15. Performance Measurement

This section provides tips on performance measurement of Bodo programs. It is important to keep the following in mind when measuring program run time:

  1. Every program has some overhead, so large data sets may be necessary for useful measurements.

  2. Performance can vary from one run to another. Several measurements are always needed.

  3. It is important to use a sequence of tests with increasing input size, which helps understand the impact of problem size on program performance.

  4. It is useful to use simple programs to study performance factors. Complex program are impacted by multiple factors and their performance is harder to understand.

  5. Longer computations typically provide more reliable run time information.

Since Bodo decorated functions are JIT-compiled, the compilation time is non-negligible but it only happens once. To avoid measuring compilation time, place timers inside the functions. For example:

"""
calc_pi.py: computes the value of Pi using Monte-Carlo Integration
"""

import numpy as np
import bodo
import time

n = 2 * 10**8

def calc_pi(n):
    t1 = time.time()
    x = 2 * np.random.ranf(n) - 1
    y = 2 * np.random.ranf(n) - 1
    pi = 4 * np.sum(x**2 + y**2 < 1) / n
    print("Execution time:", time.time()-t1, "\nresult:", pi)
    return pi

bodo_calc_pi = bodo.jit(calc_pi)
print("python:")
calc_pi(n)
print("bodo:")
bodo_calc_pi(n)

The output of this code is as follows:

python:
Execution time: 5.060443162918091
result: 3.14165914
bodo:
Execution time: 2.165610068012029
result: 3.14154512

Bodo’s parallel speedup can be measured similarly:

"""
calc_pi.py: computes the value of Pi using Monte-Carlo Integration
"""

import numpy as np
import bodo
import time

@bodo.jit
def calc_pi(n):
    t1 = time.time()
    x = 2 * np.random.ranf(n) - 1
    y = 2 * np.random.ranf(n) - 1
    pi = 4 * np.sum(x**2 + y**2 < 1) / n
    print("Execution time:", time.time()-t1, "\nresult:", pi)
    return pi

calc_pi(2 * 10**8)

Launched on four parallel cores:

$ mpiexec -n 4 python calc_pi.py
    Execution time: 0.5736249439651147
    result: 3.14161474

And the time it takes can be compared with python performance. Here, we have a 5.06/0.57 ~= 9x speedup (from parallelism and sequential optimizations).

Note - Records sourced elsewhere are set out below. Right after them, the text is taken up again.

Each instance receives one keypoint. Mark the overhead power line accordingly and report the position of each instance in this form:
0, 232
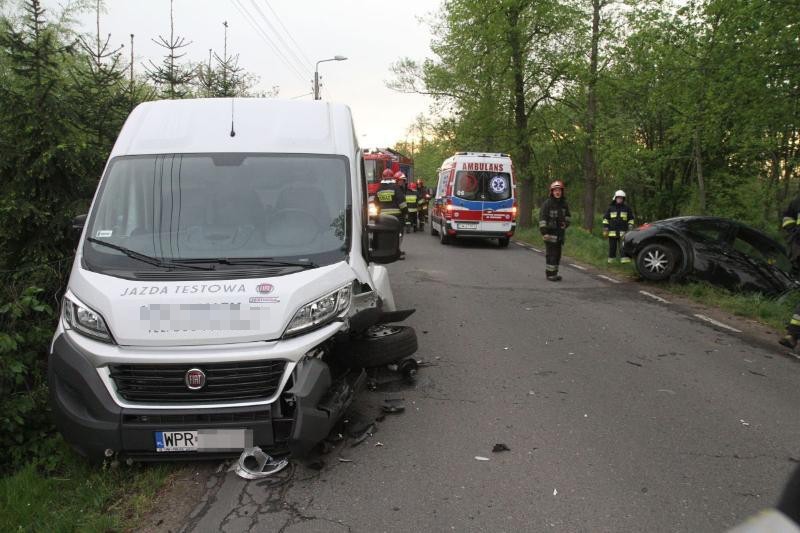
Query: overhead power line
265, 37
286, 47
289, 34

We can add multiple timers inside a function to see how much time each section takes:

"""
calc_pi.py: computes the value of Pi using Monte-Carlo Integration
"""

import numpy as np
import bodo
import time

n = 2 * 10**8

def calc_pi(n):
    t1 = time.time()
    x = 2 * np.random.ranf(n) - 1
    y = 2 * np.random.ranf(n) - 1
    t2 = time.time()
    print("Initializing x,y takes: ", t2-t1)

    pi = 4 * np.sum(x**2 + y**2 < 1) / n
    print("calculation takes:", time.time()-t2, "\nresult:", pi)
    return pi

bodo_calc_pi = bodo.jit(calc_pi)
print("python: ------------------")
calc_pi(n)
print("bodo: ------------------")
bodo_calc_pi(n)

The output is as follows:

python: ------------------
Initializing x,y takes:  3.9832258224487305
calculation takes: 1.1460411548614502
result: 3.14156454
bodo: ------------------
Initializing x,y takes:  3.0611653940286487
calculation takes: 0.35728363902308047
result: 3.14155538

Note

Note that Bodo execution took longer in the last example than previous ones, since the presence of timers in the middle of computation can inhibit some code optimizations (e.g. code reordering and fusion). Therefore, one should be cautious about adding timers in the middle of computation.

15.1. Disabling JIT Compilation

Sometimes it is convenient to disable JIT compilation without removing the jit decorators in the code, to enable easy performance comparison with regular Python or perform debugging. This can be done by setting the environment variable NUMBA_DISABLE_JIT to 1, which makes the jit decorators act as if they perform no operation. In this case, the invocation of decorated functions calls the original Python functions instead of compiled versions.

15.2. Expected Speedup

The speed up achieved using Bodo depends on various factors such as problem size, parallel overheads of the operations, and the hardware platform’s attributes. For example, the program above can scale almost linearly (e.g. 100 speed up on 100 cores) for large enough problem sizes, since the only communication overhead is parallel summation of the partial sums obtained by np.sum on each processor. On the other hand, some operations such as join and groupby operations require significantly larger communication of data, requiring fast cluster interconnection networks to scale to large number of cores.